But today, Kyligence is announcing Kyligence Cloud 4, completely rearchitected for the modern big data stack (including Apache Spark and Parquet), and the cloud. It's available on Microsoft's cloud-based Azure Marketplace; it can also run on Amazon Web Services and will soon be available on that cloud's marketplace as well. The platform is optimized for Azure Data Lake Storage-, and Amazon S3-based data lakes, and can also query cloud data warehouses and other data sources. Storage and compute are scaled separately, and the service's billing model is based on data volume.

Hybrid of modern and classic

To achieve optimized performance, Kyligence combines the columnar storage format of Apache Parquet with distributed aggregate indexes. The latter are essentially pre-calculated aggregations, which are OLAP's hallmark. Kyligence also utilizes what the company calls "smart query routing," where the back-end data source is queried directly, when detail-level data is needed. This is the right approach for big data-based BI: pre-calculate where you can to minimize query times, and go to the source repository for detail-level data and/or to push down the query effort to the back-end platform when appropriate. 

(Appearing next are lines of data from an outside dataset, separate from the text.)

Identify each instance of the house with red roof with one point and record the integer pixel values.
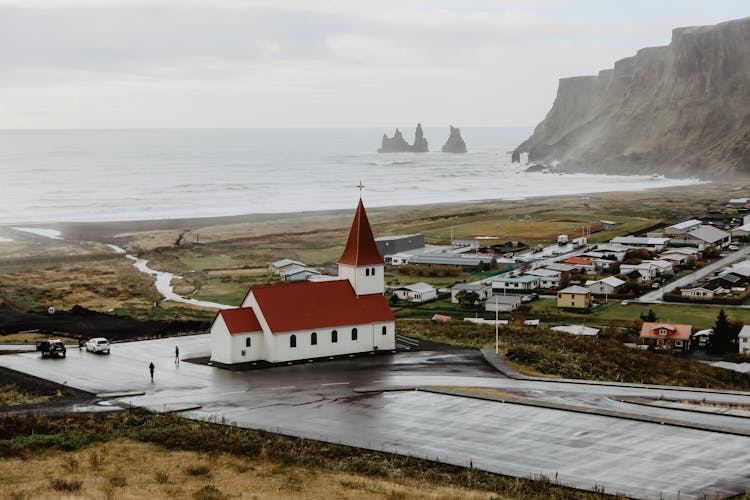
(666, 336)
(313, 319)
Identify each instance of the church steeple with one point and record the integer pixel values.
(361, 262)
(360, 248)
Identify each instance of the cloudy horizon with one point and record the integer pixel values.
(235, 63)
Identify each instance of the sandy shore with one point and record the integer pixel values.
(107, 231)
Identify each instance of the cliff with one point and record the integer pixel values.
(683, 109)
(397, 143)
(455, 143)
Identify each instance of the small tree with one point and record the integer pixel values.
(649, 317)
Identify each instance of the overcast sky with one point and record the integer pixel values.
(312, 63)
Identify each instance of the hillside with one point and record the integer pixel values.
(681, 110)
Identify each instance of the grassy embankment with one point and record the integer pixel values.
(538, 351)
(137, 455)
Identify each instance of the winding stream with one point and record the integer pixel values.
(164, 282)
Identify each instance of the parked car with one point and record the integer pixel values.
(51, 348)
(98, 344)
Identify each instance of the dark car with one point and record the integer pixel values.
(51, 348)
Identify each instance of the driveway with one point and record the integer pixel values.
(609, 436)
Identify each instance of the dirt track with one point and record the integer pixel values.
(87, 323)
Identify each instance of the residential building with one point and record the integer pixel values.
(483, 290)
(282, 264)
(417, 292)
(657, 244)
(305, 320)
(517, 283)
(666, 336)
(575, 296)
(682, 227)
(703, 237)
(502, 303)
(607, 286)
(585, 331)
(391, 245)
(743, 340)
(707, 291)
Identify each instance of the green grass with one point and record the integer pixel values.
(26, 436)
(571, 356)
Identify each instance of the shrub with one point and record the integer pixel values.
(72, 486)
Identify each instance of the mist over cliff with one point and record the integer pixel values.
(683, 109)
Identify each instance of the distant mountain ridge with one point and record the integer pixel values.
(683, 109)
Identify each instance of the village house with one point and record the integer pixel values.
(666, 336)
(417, 292)
(607, 286)
(517, 283)
(682, 227)
(576, 297)
(278, 266)
(307, 320)
(703, 237)
(297, 273)
(483, 290)
(657, 244)
(707, 291)
(502, 303)
(743, 340)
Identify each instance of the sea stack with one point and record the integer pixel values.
(397, 144)
(420, 143)
(455, 143)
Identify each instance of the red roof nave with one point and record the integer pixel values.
(308, 305)
(360, 248)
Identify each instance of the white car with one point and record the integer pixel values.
(98, 344)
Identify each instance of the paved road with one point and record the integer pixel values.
(657, 295)
(325, 401)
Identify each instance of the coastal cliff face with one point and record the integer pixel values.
(683, 109)
(455, 143)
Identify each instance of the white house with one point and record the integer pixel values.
(484, 290)
(525, 282)
(305, 320)
(704, 292)
(417, 292)
(607, 286)
(743, 340)
(502, 303)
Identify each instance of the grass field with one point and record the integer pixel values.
(137, 455)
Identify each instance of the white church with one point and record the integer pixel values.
(313, 319)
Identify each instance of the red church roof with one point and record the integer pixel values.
(360, 248)
(240, 320)
(326, 304)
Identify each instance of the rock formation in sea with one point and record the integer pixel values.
(683, 109)
(397, 143)
(455, 143)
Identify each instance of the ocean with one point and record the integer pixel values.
(112, 175)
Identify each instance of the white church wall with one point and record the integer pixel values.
(363, 279)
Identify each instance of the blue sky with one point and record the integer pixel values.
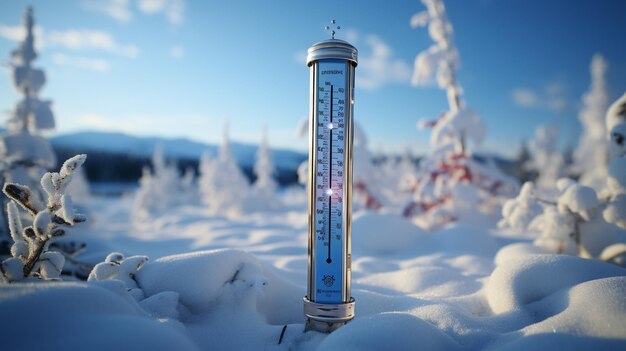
(178, 68)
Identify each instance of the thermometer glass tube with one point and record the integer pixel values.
(328, 303)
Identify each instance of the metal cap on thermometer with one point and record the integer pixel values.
(329, 304)
(332, 49)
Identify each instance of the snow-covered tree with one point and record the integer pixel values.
(265, 185)
(546, 158)
(577, 221)
(30, 252)
(367, 182)
(591, 156)
(24, 153)
(159, 189)
(450, 180)
(225, 189)
(615, 212)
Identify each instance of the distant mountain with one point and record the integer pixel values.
(120, 143)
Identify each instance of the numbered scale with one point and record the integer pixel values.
(328, 303)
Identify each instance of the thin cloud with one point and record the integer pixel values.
(379, 67)
(116, 9)
(172, 9)
(177, 52)
(121, 10)
(551, 97)
(93, 64)
(72, 39)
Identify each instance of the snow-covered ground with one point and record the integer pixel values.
(218, 283)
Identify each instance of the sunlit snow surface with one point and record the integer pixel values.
(218, 283)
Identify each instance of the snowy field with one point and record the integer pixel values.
(448, 253)
(217, 283)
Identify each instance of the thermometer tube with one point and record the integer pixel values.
(328, 303)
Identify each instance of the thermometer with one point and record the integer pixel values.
(328, 303)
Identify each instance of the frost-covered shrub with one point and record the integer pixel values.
(368, 182)
(450, 182)
(225, 189)
(30, 251)
(121, 268)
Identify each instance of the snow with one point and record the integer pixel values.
(517, 283)
(234, 282)
(95, 317)
(220, 264)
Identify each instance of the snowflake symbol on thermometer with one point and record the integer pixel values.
(329, 280)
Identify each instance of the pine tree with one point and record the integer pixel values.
(591, 156)
(450, 181)
(24, 153)
(224, 187)
(265, 185)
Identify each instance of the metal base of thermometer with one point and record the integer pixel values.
(326, 318)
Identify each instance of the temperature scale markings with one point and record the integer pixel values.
(330, 175)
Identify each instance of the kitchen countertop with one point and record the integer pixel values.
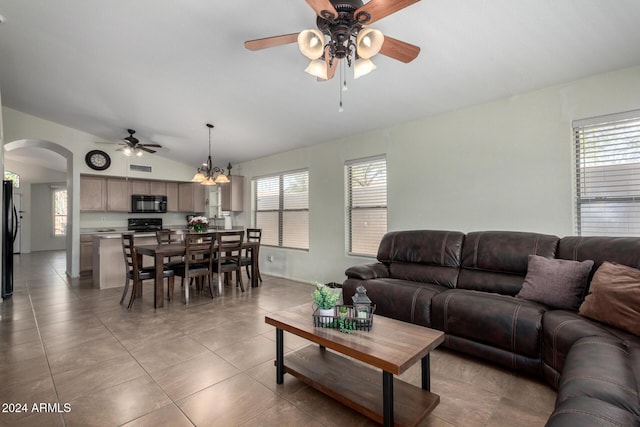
(116, 233)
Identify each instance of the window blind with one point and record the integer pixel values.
(282, 209)
(59, 211)
(366, 204)
(608, 175)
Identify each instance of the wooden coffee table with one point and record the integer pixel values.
(391, 346)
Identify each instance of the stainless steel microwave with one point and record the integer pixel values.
(151, 204)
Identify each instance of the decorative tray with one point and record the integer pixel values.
(345, 318)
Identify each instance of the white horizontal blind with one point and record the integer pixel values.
(608, 175)
(366, 204)
(282, 209)
(59, 195)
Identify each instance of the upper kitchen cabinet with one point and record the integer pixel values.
(148, 188)
(118, 196)
(172, 196)
(232, 194)
(191, 197)
(93, 193)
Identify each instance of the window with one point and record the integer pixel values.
(59, 211)
(608, 175)
(282, 209)
(366, 204)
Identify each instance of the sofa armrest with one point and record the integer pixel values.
(368, 271)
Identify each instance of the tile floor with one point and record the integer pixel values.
(210, 363)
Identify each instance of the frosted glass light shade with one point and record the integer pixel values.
(363, 66)
(208, 181)
(311, 43)
(369, 42)
(317, 68)
(221, 179)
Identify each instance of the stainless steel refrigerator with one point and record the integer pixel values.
(9, 233)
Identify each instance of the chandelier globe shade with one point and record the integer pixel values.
(207, 174)
(369, 42)
(311, 43)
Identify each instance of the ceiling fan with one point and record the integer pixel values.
(344, 23)
(131, 145)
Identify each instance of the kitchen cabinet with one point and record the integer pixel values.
(93, 193)
(191, 197)
(148, 188)
(172, 196)
(118, 198)
(232, 194)
(138, 186)
(86, 254)
(158, 188)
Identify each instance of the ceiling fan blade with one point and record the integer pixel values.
(378, 9)
(331, 69)
(396, 49)
(266, 42)
(323, 9)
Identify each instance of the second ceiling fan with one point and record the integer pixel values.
(344, 23)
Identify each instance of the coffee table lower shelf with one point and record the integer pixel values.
(359, 386)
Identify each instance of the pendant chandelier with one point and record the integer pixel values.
(207, 173)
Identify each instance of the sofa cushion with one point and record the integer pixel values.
(557, 283)
(623, 250)
(496, 261)
(428, 256)
(605, 369)
(561, 329)
(399, 299)
(496, 320)
(585, 411)
(614, 297)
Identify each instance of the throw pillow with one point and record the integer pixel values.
(614, 297)
(558, 283)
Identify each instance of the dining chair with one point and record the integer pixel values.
(253, 235)
(198, 259)
(135, 272)
(166, 237)
(228, 257)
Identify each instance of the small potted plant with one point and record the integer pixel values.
(325, 299)
(199, 224)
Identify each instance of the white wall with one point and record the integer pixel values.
(504, 165)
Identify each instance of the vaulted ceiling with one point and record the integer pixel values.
(166, 68)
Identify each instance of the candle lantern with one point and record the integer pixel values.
(362, 303)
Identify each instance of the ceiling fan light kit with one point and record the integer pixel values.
(132, 146)
(343, 23)
(208, 174)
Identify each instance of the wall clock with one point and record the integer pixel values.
(97, 160)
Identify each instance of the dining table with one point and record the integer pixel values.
(163, 250)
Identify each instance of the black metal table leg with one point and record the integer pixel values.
(387, 399)
(279, 356)
(426, 373)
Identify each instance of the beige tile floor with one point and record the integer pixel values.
(209, 363)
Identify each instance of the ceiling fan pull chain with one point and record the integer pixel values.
(340, 87)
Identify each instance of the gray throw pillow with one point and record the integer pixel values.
(557, 283)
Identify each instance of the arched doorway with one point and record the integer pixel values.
(72, 247)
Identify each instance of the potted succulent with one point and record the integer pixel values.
(325, 299)
(199, 224)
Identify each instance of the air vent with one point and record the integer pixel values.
(140, 168)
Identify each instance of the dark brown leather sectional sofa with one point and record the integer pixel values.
(466, 286)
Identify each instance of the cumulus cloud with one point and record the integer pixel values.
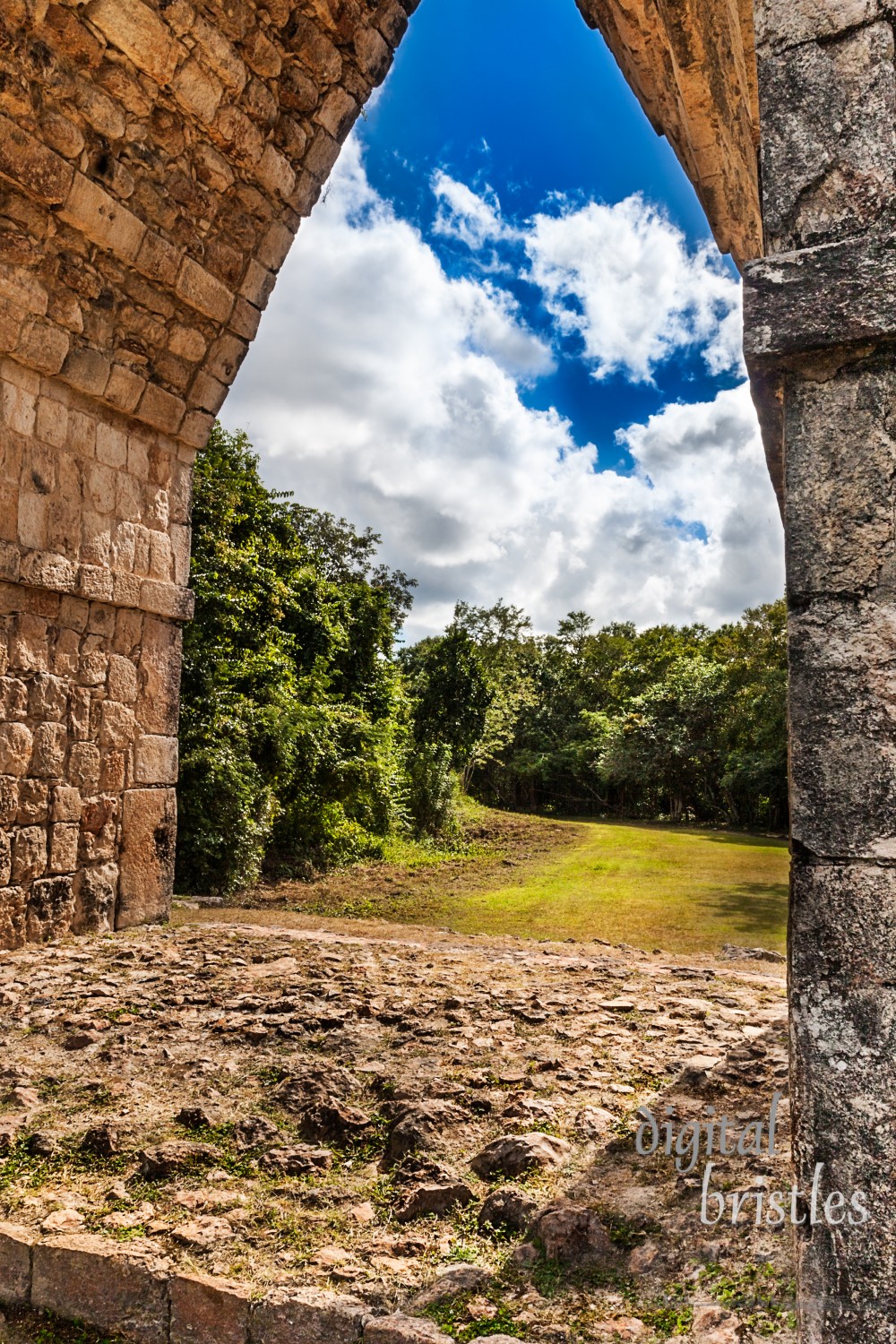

Because of this approach, Kyligence says its aggregation layer "delivers sub-second query response times against datasets of hundred of terabytes to petabytes." And unlike "old school" OLAP, which requires such aggregations to be specified when the cube is designed, Kyligence uses a machine learning-assisted approach that observes queries issued against the back-end data and creates aggregations automatically, on-the-fly.

Clearly, then, Kyligence's idea is to bring back the performance gains OLAP can bring, without imposing the modeling burden that analysts and users might normally associate with the OLAP approach. On the other hand, formal design and modeling is an option as well, with support for what the company calls its Unified Semantic Layer (a term familiar to BI practitioners). Kyligence says that one customer has already migrated over 100TB of data to a single Kyligence cube and that another ported some 1200 IBM Cognos cubes onto just two Kyligence cubes.

BI technologies in effect

Kyligence can be queried using SQL, MDX, or a RESTful API, thus allowing standard BI tools to query it. The company makes optimized connectors available for major BI platforms. Those connectors use a direct-connect approach, thus allowing queries to flow-through to Kyligence, and avoiding the building of materialized tool-side BI models on top of the one Kyligence already provides.

Kyligence Cloud 4 is immediately available on AWS and Azure, including through the Azure Marketplace.